4. This comes after an emotional win over Vegas, one in which the Rangers struggled again in the first period. Yet with this one strong game, the Rangers are 4-2-2 in their last eight, with points in six of those games.
5. Speaking of miles better, that was Ryan McDonagh’s game in Tampa. Miles better.
6. I’ve noticed, despite the overall consistencies, a lot of forwards starting to play well individually and collectively. At least through the neutral zone and in the offensive zone. That trend continued Thursday, especially for Miller, Chris Kreider, Mats Zuccarello, Mika Zibanejad and Pavel Buchnevich. And they’re doing it with an edge.
7. Prior to the fracas between Zuccarello and Viktor Hedman, hilarity aside, we saw a good example of the Rangers doing a lot of dirty stuff around the front of the net. Moreso, the play where Jesper Fast prevented a second-period goal behind Lundqvist was a great example of the Rangers’ defensemen playing the man and not fishing for pucks. In this case, Nick Holden and Steven Kampfer.
8. The defensemen still have work to do and so do the forwards in the defensive zone. But they showed a lot of snarl in this game and closed on the Lightning’s skilled forwards. Baby steps.
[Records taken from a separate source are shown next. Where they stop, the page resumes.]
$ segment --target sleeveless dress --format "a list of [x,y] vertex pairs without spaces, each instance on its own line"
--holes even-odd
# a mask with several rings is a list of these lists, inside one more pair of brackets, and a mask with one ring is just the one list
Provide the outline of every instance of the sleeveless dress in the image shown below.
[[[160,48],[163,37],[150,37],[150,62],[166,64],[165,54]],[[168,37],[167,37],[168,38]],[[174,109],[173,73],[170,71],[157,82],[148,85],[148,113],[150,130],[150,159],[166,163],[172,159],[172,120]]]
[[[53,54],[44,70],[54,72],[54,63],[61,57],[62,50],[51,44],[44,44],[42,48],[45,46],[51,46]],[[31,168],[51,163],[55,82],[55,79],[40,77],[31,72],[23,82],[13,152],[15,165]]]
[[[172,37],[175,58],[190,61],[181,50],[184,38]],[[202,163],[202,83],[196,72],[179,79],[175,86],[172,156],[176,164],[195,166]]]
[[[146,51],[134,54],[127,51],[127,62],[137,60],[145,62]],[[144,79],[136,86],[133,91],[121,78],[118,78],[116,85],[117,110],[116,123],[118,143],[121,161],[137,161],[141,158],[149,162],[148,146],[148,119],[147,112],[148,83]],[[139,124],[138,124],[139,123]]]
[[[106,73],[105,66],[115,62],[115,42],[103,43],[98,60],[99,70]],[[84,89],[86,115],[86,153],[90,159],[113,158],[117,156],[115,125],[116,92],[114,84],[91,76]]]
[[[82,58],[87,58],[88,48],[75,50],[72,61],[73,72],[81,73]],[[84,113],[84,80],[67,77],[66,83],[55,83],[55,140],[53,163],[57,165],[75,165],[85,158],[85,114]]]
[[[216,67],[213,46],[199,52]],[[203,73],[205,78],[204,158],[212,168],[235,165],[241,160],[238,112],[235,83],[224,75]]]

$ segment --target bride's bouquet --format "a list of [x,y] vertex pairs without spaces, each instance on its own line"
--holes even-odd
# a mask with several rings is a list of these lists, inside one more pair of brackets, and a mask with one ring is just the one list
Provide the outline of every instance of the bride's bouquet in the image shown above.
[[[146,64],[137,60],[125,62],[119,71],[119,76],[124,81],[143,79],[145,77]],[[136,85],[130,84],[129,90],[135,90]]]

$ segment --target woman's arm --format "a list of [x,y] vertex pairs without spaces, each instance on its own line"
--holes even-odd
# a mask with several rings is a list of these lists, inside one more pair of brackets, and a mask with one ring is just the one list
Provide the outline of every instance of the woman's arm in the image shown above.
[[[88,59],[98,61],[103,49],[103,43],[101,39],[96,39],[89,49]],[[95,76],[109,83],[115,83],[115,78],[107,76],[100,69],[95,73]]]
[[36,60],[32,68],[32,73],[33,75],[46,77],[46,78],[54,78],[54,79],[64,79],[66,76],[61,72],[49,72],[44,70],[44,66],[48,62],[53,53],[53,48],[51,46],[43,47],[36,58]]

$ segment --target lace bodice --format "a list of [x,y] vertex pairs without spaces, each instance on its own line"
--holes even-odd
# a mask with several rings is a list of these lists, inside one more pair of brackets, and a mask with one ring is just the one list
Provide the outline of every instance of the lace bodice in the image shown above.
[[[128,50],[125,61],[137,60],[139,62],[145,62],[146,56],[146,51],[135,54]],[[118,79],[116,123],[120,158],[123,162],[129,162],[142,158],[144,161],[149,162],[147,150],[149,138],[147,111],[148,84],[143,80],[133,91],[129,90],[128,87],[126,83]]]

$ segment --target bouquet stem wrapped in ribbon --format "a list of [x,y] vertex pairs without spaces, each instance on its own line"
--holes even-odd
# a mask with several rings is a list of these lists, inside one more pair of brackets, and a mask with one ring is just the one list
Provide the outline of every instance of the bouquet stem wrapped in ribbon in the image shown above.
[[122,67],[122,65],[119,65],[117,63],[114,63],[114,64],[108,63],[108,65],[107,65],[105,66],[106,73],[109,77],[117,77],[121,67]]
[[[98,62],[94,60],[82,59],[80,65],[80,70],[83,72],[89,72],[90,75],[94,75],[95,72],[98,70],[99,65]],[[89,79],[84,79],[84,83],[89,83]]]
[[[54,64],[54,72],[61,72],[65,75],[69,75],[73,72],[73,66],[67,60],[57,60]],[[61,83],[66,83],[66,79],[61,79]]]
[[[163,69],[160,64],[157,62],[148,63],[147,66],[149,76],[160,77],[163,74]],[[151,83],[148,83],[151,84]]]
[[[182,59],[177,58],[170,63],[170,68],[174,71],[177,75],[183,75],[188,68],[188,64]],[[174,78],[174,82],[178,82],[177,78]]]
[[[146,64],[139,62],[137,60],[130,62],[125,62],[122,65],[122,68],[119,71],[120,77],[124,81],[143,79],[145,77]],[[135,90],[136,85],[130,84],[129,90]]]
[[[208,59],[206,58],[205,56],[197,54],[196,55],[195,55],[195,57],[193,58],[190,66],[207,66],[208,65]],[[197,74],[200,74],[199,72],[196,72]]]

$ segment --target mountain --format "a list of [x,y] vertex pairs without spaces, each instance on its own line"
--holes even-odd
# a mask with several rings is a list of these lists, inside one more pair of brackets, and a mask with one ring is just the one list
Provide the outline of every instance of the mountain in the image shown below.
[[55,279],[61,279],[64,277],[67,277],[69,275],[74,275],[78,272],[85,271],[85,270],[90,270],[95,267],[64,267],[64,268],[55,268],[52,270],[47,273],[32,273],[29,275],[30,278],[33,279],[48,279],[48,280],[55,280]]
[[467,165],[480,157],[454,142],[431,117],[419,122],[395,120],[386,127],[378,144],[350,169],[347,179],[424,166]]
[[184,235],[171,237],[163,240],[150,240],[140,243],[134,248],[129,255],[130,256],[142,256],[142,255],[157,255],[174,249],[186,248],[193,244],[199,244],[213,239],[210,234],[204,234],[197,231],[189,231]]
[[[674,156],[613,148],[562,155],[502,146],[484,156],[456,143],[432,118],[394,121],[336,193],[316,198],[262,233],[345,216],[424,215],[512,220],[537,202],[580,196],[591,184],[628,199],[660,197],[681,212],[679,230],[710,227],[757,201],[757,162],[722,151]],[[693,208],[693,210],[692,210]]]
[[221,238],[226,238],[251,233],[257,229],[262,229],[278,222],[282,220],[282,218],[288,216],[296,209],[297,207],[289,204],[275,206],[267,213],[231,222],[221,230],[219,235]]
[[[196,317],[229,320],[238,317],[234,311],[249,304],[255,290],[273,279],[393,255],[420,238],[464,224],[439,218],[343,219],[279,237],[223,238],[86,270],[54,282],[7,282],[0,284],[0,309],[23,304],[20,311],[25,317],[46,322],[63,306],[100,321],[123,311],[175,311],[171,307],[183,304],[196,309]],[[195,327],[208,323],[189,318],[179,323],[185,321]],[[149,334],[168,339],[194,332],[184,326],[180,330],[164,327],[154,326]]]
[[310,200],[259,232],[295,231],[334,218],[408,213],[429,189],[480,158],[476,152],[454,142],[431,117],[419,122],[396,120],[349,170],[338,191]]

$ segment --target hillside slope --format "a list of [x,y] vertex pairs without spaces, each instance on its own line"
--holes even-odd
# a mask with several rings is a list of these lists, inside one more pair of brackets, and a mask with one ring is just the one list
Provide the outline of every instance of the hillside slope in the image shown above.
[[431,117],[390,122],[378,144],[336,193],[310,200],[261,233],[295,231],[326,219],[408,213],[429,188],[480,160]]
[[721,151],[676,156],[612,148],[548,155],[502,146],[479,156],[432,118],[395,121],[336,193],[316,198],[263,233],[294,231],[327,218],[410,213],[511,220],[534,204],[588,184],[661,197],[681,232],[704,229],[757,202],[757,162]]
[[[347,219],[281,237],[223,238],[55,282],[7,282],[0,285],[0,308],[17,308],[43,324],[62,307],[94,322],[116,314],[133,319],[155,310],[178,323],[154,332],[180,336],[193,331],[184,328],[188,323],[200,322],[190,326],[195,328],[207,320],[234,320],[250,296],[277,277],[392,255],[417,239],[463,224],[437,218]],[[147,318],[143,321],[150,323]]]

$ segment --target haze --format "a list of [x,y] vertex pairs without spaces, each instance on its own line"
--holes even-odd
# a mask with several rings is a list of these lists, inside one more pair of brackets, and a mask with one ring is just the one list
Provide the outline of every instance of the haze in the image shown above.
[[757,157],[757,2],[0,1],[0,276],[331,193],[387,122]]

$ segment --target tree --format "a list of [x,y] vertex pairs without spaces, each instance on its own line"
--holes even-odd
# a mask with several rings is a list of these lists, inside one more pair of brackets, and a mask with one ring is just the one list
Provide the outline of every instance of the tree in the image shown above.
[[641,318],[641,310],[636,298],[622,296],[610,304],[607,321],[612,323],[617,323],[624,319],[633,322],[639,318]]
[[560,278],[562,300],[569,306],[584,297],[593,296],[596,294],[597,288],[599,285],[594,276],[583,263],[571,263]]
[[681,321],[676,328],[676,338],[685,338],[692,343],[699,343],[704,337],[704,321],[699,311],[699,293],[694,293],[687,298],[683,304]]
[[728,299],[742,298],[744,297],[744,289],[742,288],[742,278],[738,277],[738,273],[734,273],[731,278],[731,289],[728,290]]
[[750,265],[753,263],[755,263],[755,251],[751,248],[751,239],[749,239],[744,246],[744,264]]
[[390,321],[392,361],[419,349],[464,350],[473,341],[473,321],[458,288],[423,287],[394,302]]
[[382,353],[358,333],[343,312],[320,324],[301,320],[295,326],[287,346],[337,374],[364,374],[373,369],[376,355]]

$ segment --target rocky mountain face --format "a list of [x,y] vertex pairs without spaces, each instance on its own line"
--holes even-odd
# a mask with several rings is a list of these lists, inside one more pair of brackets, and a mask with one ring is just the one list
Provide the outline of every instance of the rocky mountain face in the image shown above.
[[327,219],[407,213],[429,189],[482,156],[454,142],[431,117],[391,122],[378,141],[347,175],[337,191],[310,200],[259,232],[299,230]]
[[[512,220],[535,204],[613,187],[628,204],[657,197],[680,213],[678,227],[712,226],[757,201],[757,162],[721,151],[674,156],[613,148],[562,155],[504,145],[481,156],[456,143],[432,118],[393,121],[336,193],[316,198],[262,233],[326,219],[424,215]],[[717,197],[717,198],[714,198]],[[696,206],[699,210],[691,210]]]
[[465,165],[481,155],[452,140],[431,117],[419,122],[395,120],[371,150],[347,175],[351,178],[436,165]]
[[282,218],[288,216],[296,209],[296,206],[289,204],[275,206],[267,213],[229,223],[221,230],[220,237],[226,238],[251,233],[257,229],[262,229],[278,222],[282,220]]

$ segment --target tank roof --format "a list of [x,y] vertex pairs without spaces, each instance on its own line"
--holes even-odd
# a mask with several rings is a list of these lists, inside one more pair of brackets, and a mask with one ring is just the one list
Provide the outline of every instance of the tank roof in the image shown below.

9. Probably the biggest and best news for the Rangers is Lundqvist’s play since returning from his week off. Let’s face it, he’s going to have to be really good, much better than he’s been, for this team to go anywhere. Oh, he also assisted on the winner, and according to Kenny Albert, now has two career OT-winning assists.
10. Lundqvist got the call – the correct call – when he was bumped on an apparent Lightning goal. Tampa Bay challenged, and why not? There are no set standards on what isn’t goaltender interference, and anyway, how can you have a definitive replay or challenge decision when the whole thing is a judgment call? The on-ice officials and NHL video review crew combined to get it right. Now about that Dwight King interference play back in June, 2014…
11. Finally, all this chatter about Montreal’s Alex Galchenyuk being in the Rangers’ sights? Forget it. Not happening.